Practical limitations on robustness and scalability of quantum Internet
Abhishek Sadhu, Meghana Ayyala Somayajula, Karol Horodecki, Siddhartha Das
TL;DR
The paper investigates the practical limits on the robustness and scalability of a quantum Internet by embedding quantum-network tasks into a graph-theoretic framework and applying percolation theory. It shows that even with repeater-assisted schemes, long-distance DI-QKD and entanglement distribution face finite-diameter constraints, with end-to-end secret-key distillation becoming impossible when end-to-end visibility falls below critical thresholds such as $\gamma_{crit}^{\theta} \approx 0.7445$ for CHSH-based protocols. It introduces a suite of graph-based metrics (e.g., $\Upsilon$, $\zeta$, $\Gamma$, $\widetilde{w}_{\ast}$, $\nu_i$) to compare topologies and identify critical nodes, and derives time–length trade-offs ($\alpha l_{cr}+\beta t_{cr}$) and fibre-advantage factors $f$ for repeater networks.

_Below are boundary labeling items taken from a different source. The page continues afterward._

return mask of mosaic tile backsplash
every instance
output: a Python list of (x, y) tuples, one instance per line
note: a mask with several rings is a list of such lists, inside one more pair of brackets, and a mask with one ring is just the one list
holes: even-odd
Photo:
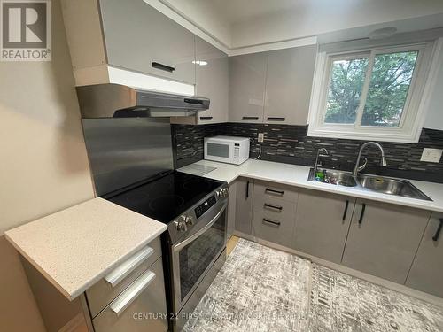
[[(175, 166), (182, 167), (203, 158), (203, 138), (216, 135), (253, 138), (250, 158), (259, 154), (258, 133), (264, 133), (260, 159), (313, 166), (319, 148), (329, 156), (321, 158), (327, 168), (351, 171), (360, 146), (366, 141), (309, 137), (307, 126), (221, 123), (200, 126), (172, 125)], [(424, 128), (418, 143), (379, 142), (385, 150), (387, 166), (379, 166), (379, 151), (368, 147), (365, 173), (443, 183), (443, 158), (439, 163), (420, 161), (424, 148), (443, 149), (443, 131)]]

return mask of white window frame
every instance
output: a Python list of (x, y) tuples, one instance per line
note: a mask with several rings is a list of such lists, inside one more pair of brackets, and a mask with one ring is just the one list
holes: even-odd
[[(309, 105), (308, 136), (376, 140), (386, 142), (417, 143), (424, 122), (427, 99), (433, 81), (433, 73), (438, 68), (438, 53), (443, 39), (439, 42), (415, 42), (407, 45), (371, 47), (346, 51), (320, 51), (317, 54), (315, 71)], [(401, 114), (399, 127), (361, 126), (361, 117), (366, 103), (377, 54), (407, 50), (418, 50), (413, 77)], [(332, 73), (332, 62), (338, 59), (369, 58), (365, 81), (357, 109), (355, 123), (325, 123), (326, 103)]]

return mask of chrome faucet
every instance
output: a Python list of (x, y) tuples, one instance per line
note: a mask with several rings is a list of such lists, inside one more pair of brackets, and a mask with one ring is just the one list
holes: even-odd
[(317, 174), (317, 166), (318, 166), (318, 157), (320, 156), (320, 152), (324, 151), (329, 156), (328, 151), (325, 148), (320, 148), (317, 150), (317, 158), (315, 158), (315, 164), (314, 165), (314, 177), (315, 178), (315, 174)]
[(357, 162), (355, 163), (355, 167), (354, 168), (354, 172), (353, 172), (353, 176), (354, 178), (357, 177), (358, 173), (360, 171), (362, 171), (364, 169), (364, 167), (366, 167), (366, 164), (368, 164), (368, 159), (365, 158), (363, 165), (359, 166), (360, 165), (360, 158), (361, 158), (361, 152), (363, 151), (364, 148), (366, 148), (368, 145), (375, 145), (378, 149), (380, 149), (380, 151), (382, 152), (382, 158), (380, 160), (380, 166), (385, 166), (387, 165), (386, 158), (385, 158), (385, 151), (383, 150), (383, 147), (380, 144), (378, 144), (377, 142), (366, 142), (360, 148), (359, 156), (357, 157)]

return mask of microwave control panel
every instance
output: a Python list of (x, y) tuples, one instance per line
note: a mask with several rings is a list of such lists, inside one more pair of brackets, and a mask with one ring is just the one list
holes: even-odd
[(240, 144), (234, 143), (234, 160), (238, 160), (240, 158)]

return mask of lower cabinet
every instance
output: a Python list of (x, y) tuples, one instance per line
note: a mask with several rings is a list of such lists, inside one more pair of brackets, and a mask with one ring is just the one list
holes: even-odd
[(291, 247), (340, 263), (355, 198), (303, 190), (299, 194)]
[(295, 224), (295, 202), (261, 196), (254, 197), (253, 206), (253, 235), (291, 246)]
[(342, 264), (405, 283), (431, 212), (358, 199)]
[(255, 181), (253, 235), (285, 247), (291, 246), (299, 193), (295, 187)]
[[(96, 332), (167, 330), (161, 259), (92, 320)], [(150, 316), (151, 314), (151, 316)]]
[(433, 213), (406, 285), (443, 297), (443, 214)]
[(160, 238), (86, 290), (96, 332), (167, 330)]
[(237, 181), (229, 184), (229, 197), (228, 198), (228, 225), (226, 227), (226, 238), (229, 240), (236, 228), (237, 207)]
[(253, 180), (240, 178), (236, 181), (236, 186), (235, 230), (250, 235), (253, 218)]

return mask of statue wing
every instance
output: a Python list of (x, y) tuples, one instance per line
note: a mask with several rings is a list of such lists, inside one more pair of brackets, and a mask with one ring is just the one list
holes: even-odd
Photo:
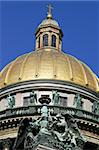
[(19, 124), (18, 134), (14, 142), (13, 150), (17, 150), (19, 145), (22, 144), (26, 136), (26, 128), (29, 126), (28, 118), (22, 119)]

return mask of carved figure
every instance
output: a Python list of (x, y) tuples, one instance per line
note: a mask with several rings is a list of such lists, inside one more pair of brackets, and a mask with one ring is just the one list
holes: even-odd
[(8, 101), (8, 106), (10, 108), (13, 108), (15, 106), (15, 97), (11, 96), (10, 94), (7, 97), (7, 101)]
[(75, 104), (76, 104), (76, 108), (82, 109), (82, 97), (80, 96), (80, 94), (75, 95), (73, 105)]
[(52, 96), (54, 104), (59, 104), (59, 94), (57, 91), (53, 91), (53, 96)]
[(34, 93), (34, 91), (30, 92), (30, 103), (31, 104), (37, 103), (37, 95)]
[(94, 101), (92, 105), (92, 112), (95, 114), (99, 114), (99, 102)]

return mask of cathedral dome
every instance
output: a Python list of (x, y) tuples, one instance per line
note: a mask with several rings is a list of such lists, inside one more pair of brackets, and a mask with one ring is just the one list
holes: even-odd
[(42, 26), (46, 26), (46, 25), (54, 25), (59, 27), (59, 24), (56, 20), (54, 19), (44, 19), (41, 24), (38, 26), (38, 28), (42, 27)]
[(30, 80), (59, 80), (99, 89), (98, 79), (88, 66), (54, 48), (42, 48), (22, 55), (8, 64), (0, 74), (0, 88)]

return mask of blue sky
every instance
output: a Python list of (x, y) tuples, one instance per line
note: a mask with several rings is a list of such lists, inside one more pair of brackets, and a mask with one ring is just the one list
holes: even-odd
[(0, 70), (35, 49), (35, 30), (52, 4), (64, 33), (63, 51), (99, 75), (98, 1), (0, 1)]

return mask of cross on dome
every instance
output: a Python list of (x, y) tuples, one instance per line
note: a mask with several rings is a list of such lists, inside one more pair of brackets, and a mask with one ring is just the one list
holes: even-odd
[(48, 7), (47, 19), (52, 19), (52, 9), (53, 9), (53, 7), (51, 6), (51, 4), (49, 4), (47, 7)]

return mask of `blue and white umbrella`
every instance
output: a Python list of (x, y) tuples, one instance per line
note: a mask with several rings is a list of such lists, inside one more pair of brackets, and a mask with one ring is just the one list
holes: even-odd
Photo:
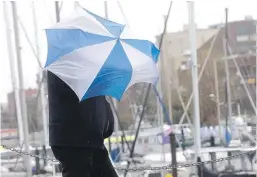
[(108, 95), (120, 100), (133, 84), (156, 84), (159, 49), (128, 26), (85, 9), (46, 29), (45, 69), (76, 93), (79, 100)]

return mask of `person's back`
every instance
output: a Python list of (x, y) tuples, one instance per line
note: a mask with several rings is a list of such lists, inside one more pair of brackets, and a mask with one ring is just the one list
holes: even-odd
[[(49, 144), (62, 164), (63, 176), (100, 177), (105, 172), (117, 176), (104, 147), (104, 138), (112, 134), (114, 124), (105, 96), (80, 102), (57, 76), (48, 72), (47, 79)], [(99, 163), (103, 163), (102, 171)]]

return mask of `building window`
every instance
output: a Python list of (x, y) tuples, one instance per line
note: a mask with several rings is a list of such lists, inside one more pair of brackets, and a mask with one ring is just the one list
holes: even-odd
[(248, 35), (240, 35), (236, 38), (237, 42), (246, 42), (250, 40), (250, 37)]

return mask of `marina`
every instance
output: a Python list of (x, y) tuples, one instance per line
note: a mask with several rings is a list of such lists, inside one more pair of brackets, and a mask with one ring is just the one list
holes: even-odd
[[(125, 8), (123, 9), (121, 5), (122, 3), (119, 1), (116, 3), (120, 11), (119, 15), (126, 21), (122, 28), (126, 32), (127, 28), (130, 28), (130, 21), (124, 11)], [(64, 4), (65, 2), (59, 1), (53, 1), (51, 4), (52, 13), (50, 16), (54, 16), (54, 23), (52, 24), (57, 24), (57, 27), (59, 24), (64, 24), (61, 23), (65, 19), (61, 16)], [(120, 24), (110, 21), (110, 9), (113, 9), (113, 7), (110, 8), (110, 4), (112, 3), (109, 1), (101, 2), (104, 9), (102, 16), (97, 13), (94, 14), (95, 12), (91, 12), (92, 9), (85, 5), (84, 7), (83, 3), (79, 1), (73, 2), (73, 6), (70, 6), (69, 9), (75, 12), (82, 11), (84, 15), (93, 16), (95, 19), (85, 15), (88, 19), (93, 19), (94, 23), (95, 21), (99, 24), (101, 22), (103, 27), (105, 27), (103, 25), (105, 23), (109, 25), (107, 25), (108, 27), (115, 24), (117, 25), (115, 28), (118, 29)], [(143, 77), (137, 81), (134, 73), (133, 77), (136, 84), (132, 86), (129, 85), (131, 84), (129, 82), (125, 87), (127, 91), (122, 93), (120, 97), (117, 96), (118, 94), (116, 94), (117, 97), (105, 95), (115, 120), (111, 137), (104, 139), (110, 160), (118, 176), (121, 177), (256, 176), (257, 89), (255, 80), (257, 72), (256, 67), (254, 69), (252, 67), (257, 62), (256, 20), (246, 17), (242, 22), (229, 21), (229, 11), (225, 8), (223, 15), (225, 23), (210, 26), (208, 29), (198, 29), (197, 20), (195, 20), (195, 9), (197, 8), (194, 6), (195, 3), (190, 1), (185, 2), (188, 13), (185, 30), (169, 33), (167, 28), (168, 23), (171, 23), (169, 17), (173, 13), (173, 4), (174, 2), (167, 3), (168, 10), (162, 10), (165, 11), (164, 20), (162, 19), (164, 21), (162, 32), (157, 36), (155, 35), (156, 41), (153, 45), (148, 44), (151, 52), (160, 50), (160, 56), (157, 57), (160, 60), (156, 59), (155, 63), (151, 60), (154, 63), (153, 66), (156, 65), (160, 73), (156, 87), (151, 84), (155, 78), (153, 74), (155, 70), (152, 69), (153, 72), (151, 73), (149, 67), (146, 67), (142, 73), (151, 73), (152, 80), (149, 79), (147, 83), (142, 84), (140, 81), (144, 81)], [(33, 14), (31, 18), (33, 33), (31, 34), (33, 35), (28, 35), (28, 31), (31, 29), (26, 29), (26, 25), (24, 26), (20, 18), (19, 9), (22, 9), (22, 3), (2, 2), (2, 7), (13, 91), (8, 95), (12, 104), (8, 103), (6, 109), (0, 105), (0, 118), (1, 121), (6, 121), (4, 116), (8, 114), (4, 111), (12, 108), (17, 126), (10, 123), (9, 128), (3, 128), (0, 131), (1, 176), (61, 177), (61, 164), (57, 162), (49, 146), (48, 91), (45, 81), (46, 73), (41, 64), (41, 60), (45, 56), (42, 54), (44, 49), (38, 34), (42, 28), (40, 26), (42, 14), (39, 16), (38, 4), (31, 2), (30, 10)], [(80, 18), (78, 17), (78, 19)], [(77, 21), (75, 20), (74, 24), (78, 25), (76, 29), (80, 29), (82, 22), (76, 24)], [(67, 23), (65, 20), (64, 22)], [(88, 24), (89, 22), (91, 21), (88, 21)], [(250, 27), (247, 27), (248, 23)], [(93, 25), (96, 26), (96, 23)], [(102, 30), (101, 33), (103, 31), (108, 32), (109, 36), (107, 37), (116, 35), (116, 29), (103, 30), (103, 27), (96, 29)], [(234, 33), (239, 32), (233, 33), (230, 29), (236, 31), (237, 29), (242, 30), (243, 27), (245, 27), (243, 31), (252, 30), (253, 34), (251, 35), (255, 35), (255, 40), (251, 40), (249, 45), (242, 47), (247, 48), (246, 52), (239, 52), (243, 50), (237, 48), (243, 45), (240, 40), (246, 41), (242, 39), (242, 36), (236, 36), (234, 40), (232, 38)], [(88, 29), (90, 28), (88, 27)], [(85, 28), (84, 30), (88, 29)], [(123, 40), (123, 42), (134, 40), (121, 39), (122, 35), (132, 36), (132, 33), (129, 32), (122, 34), (122, 30), (118, 38), (115, 38), (116, 42), (118, 40)], [(93, 32), (91, 33), (93, 34)], [(87, 35), (91, 35), (91, 33), (87, 33)], [(51, 35), (49, 36), (51, 37)], [(49, 36), (47, 36), (48, 42), (50, 41)], [(26, 38), (25, 41), (29, 44), (38, 63), (36, 89), (27, 90), (24, 85), (26, 82), (23, 71), (24, 64), (22, 63), (26, 58), (22, 53), (24, 38)], [(140, 38), (139, 41), (146, 40)], [(96, 45), (99, 44), (96, 43), (92, 46), (95, 47)], [(133, 55), (126, 53), (129, 50), (124, 46), (127, 45), (127, 43), (122, 43), (121, 46), (123, 46), (122, 50), (127, 55), (126, 57), (129, 58)], [(92, 46), (90, 47), (93, 48)], [(116, 46), (116, 43), (113, 46)], [(254, 46), (255, 48), (253, 48)], [(81, 46), (77, 50), (80, 49)], [(143, 55), (142, 60), (144, 57), (146, 58), (146, 54), (142, 52), (145, 49), (140, 48), (140, 45), (130, 46), (129, 49), (131, 51), (138, 50), (135, 52), (137, 55), (135, 54), (134, 58), (135, 56), (140, 58), (140, 52)], [(73, 52), (70, 51), (68, 54), (72, 55)], [(69, 56), (68, 54), (64, 56)], [(111, 54), (108, 54), (108, 58), (109, 55)], [(151, 53), (151, 55), (153, 54)], [(97, 55), (97, 57), (99, 56)], [(147, 57), (154, 59), (154, 56)], [(239, 63), (238, 58), (240, 57), (250, 60), (250, 64), (246, 63), (248, 61), (246, 59), (243, 61), (245, 63), (241, 60)], [(181, 61), (178, 64), (176, 63), (178, 61), (172, 60), (173, 58)], [(209, 59), (212, 60), (211, 64)], [(128, 59), (128, 61), (134, 60)], [(220, 64), (221, 62), (222, 64)], [(132, 65), (130, 63), (130, 67)], [(168, 68), (168, 65), (172, 66)], [(61, 64), (61, 66), (64, 65)], [(74, 64), (74, 66), (79, 65)], [(52, 67), (51, 64), (49, 67)], [(56, 67), (57, 70), (58, 67)], [(101, 67), (99, 68), (101, 69)], [(244, 73), (247, 74), (243, 75)], [(144, 77), (150, 77), (150, 74)], [(200, 81), (201, 77), (204, 79), (202, 82)], [(107, 80), (111, 79), (110, 77)], [(251, 81), (253, 83), (250, 83)], [(89, 94), (94, 92), (90, 91), (90, 88), (91, 85), (88, 87), (89, 91), (84, 92), (83, 90), (83, 95), (78, 94), (77, 90), (73, 91), (79, 100), (83, 101), (88, 96), (87, 91)], [(191, 102), (192, 105), (190, 106)], [(40, 120), (40, 124), (38, 120)]]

The work applies these ideas to real-world contexts, including satellite-based city-to-city entanglement distribution, and analyzes current quantum processor networks to benchmark robustness, ultimately providing a roadmap for task-oriented quantum-network design and evaluation under realistic imperfections.
Abstract
As quantum theory allows for information processing and computing tasks that otherwise are not possible with classical systems, there is a need and use of quantum Internet beyond existing network systems. At the same time, the realization of a desirably functional quantum Internet is hindered by fundamental and practical challenges such as high loss during transmission of quantum systems, decoherence due to interaction with the environment, fragility of quantum states, etc. We study the implications of these constraints by analyzing the limitations on the scaling and robustness of quantum Internet. Considering quantum networks, we present practical bottlenecks for secure communication, delegated computing, and resource distribution among end nodes. Motivated by the power of abstraction in graph theory (in association with quantum information theory), we consider graph-theoretic quantifiers to assess network robustness and provide critical values of communication lines for viable communication over quantum Internet. In particular, we begin by discussing limitations on usefulness of isotropic states as device-independent quantum key repeaters which otherwise could be useful for device-independent quantum key distribution. We consider some quantum networks of practical interest, ranging from satellite-based networks connecting far-off spatial locations to currently available quantum processor architectures within computers, and analyze their robustness to perform quantum information processing tasks. Some of these tasks form primitives for delegated quantum computing, e.g., entanglement distribution and quantum teleportation. For some examples of quantum networks, we present algorithms to perform different quantum network tasks of interest such as constructing the network structure, finding the shortest path between a pair of end nodes, and optimizing the flow of resources at a node.